Je suis impatient de tout reporter au lendemain

Nous pouvons être à la fois impatients de voir le résultat de changements et dans le même temps, être prêts à remettre au lendemain leur mise en œuvre. Mais si les personnes sont si impatientes de voir des résultats, pourquoi ne sont-elles pas aussi impatients que les réformes indispensables à les obtenir soient engagées ?

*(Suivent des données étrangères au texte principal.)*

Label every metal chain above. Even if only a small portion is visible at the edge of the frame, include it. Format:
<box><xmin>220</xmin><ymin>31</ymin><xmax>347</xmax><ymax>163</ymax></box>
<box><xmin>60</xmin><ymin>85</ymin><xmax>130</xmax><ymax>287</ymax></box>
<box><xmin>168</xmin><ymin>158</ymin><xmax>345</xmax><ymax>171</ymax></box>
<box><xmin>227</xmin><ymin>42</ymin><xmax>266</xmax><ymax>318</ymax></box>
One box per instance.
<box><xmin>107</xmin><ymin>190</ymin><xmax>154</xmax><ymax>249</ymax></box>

Dans un article paru dans Les Echos (jeudi 14 février 2008), Jacques Cremer et Christian Gollier nous présentent les travaux d’Ernesto Reuben, Paola Sapienza et Luigi Zingales sur les comportements collectifs et les comportements individuels. Leur thèse : les individus sont impatients, ils ont une préférence forte pour les satisfactions immédiates. Beaucoup de personnes préféreraient attendre dix-huit mois pour dîner dans un restaurant trois étoiles plutôt que d’attendre douze mois pour dîner dans un deux-étoiles. Mais elles préfèreront dîner ce soir au deux-étoiles plutôt qu’attendre six mois pour le trois-étoiles !

De même, beaucoup d’entre nous ont tendance à remettre au lendemain ce que nous devrions faire aujourd’hui. On a pu par exemple mettre en évidence que le fait de forcer des individus à décider immédiatement de la souscription à un plan d’épargne retraite plutôt que de leur laisser le choix de le faire dans un futur indéterminé accroissait le taux d’acceptation.

Reuben, Sapienza et Zingales mettent en évidence que ces deux comportements sont liés. Plus les individus sont impatients, plus ils ont tendance à remettre au lendemain les tâches déplaisantes. Théoriquement, cela se comprend. Si on préfère goûter aux plaisirs de la vie tout de suite, on remettra aussi au lendemain ce que l’on n’a pas envie de faire. Pour tester ce lien, ces auteurs ont proposé à 450 étudiants, qui avaient gagné un prix dans un jeu fait en cours, s’ils préféraient être payés immédiatement ou recevoir deux semaines plus tard un chèque d’un montant plus élevé. Les étudiants les plus impatients veulent recevoir le chèque immédiatement, et, comme ils sont les plus procrastinateurs, ils mettent plus longtemps avant de l’encaisser !

Ce qui se passe à l’échelon individuel semble se refléter au plan collectif. Rares sont les vraies réformes qui n’imposent pas un coût immédiat pour donner un bénéfice futur. Nous avons tendance à nous dire : j’aimerais bien que cette réforme soit faite dans six mois plutôt que dans douze. Mais quand les six mois sont écoulés, nous nous demandons si on ne peut pas la retarder un peu. Et nous nous heurtons à une règle inflexible : il est impossible d’avancer la date des bénéfices en reculant simultanément les coûts.

Ces tendances psychologiques individuelles sont renforcées par certains aspects de la vie professionnelle ou politique : le manque de confiance qui fait douter de la réalité des résultats futurs, le processus des résultats qui pousse les responsables à promettre plus qu’ils ne peuvent tenir, le fait que les coûts ne sont pas répartis dans la population en proportion des bénéfices. Il est aussi vrai que les managers les plus politiques savent combiner des mesures à effet immédiat, même si elles sont superficielles, et des réformes plus profondes.

Mais nous pouvons sans doute mieux faire dans notre discours sur les réformes, d’abord en rendant explicite le temps nécessaire à leur mise en place et à la diffusion de leurs effets bénéfiques. Nous devons aussi être capables de nous imposer des contraintes pour nous obliger à agir. Les contraintes européennes, environnementales ou de la compétition remplissent ce rôle dans un certain nombre de domaines – il faut jouer d’imagination pour nous en donner plus. Certes, nous ne changerons pas la psychologie fondamentale qui fait que chacun d’entre nous veut remettre à plus tard les tâches désagréables, mais nous pouvons lutter contre les blocages qui renforcent cet effet.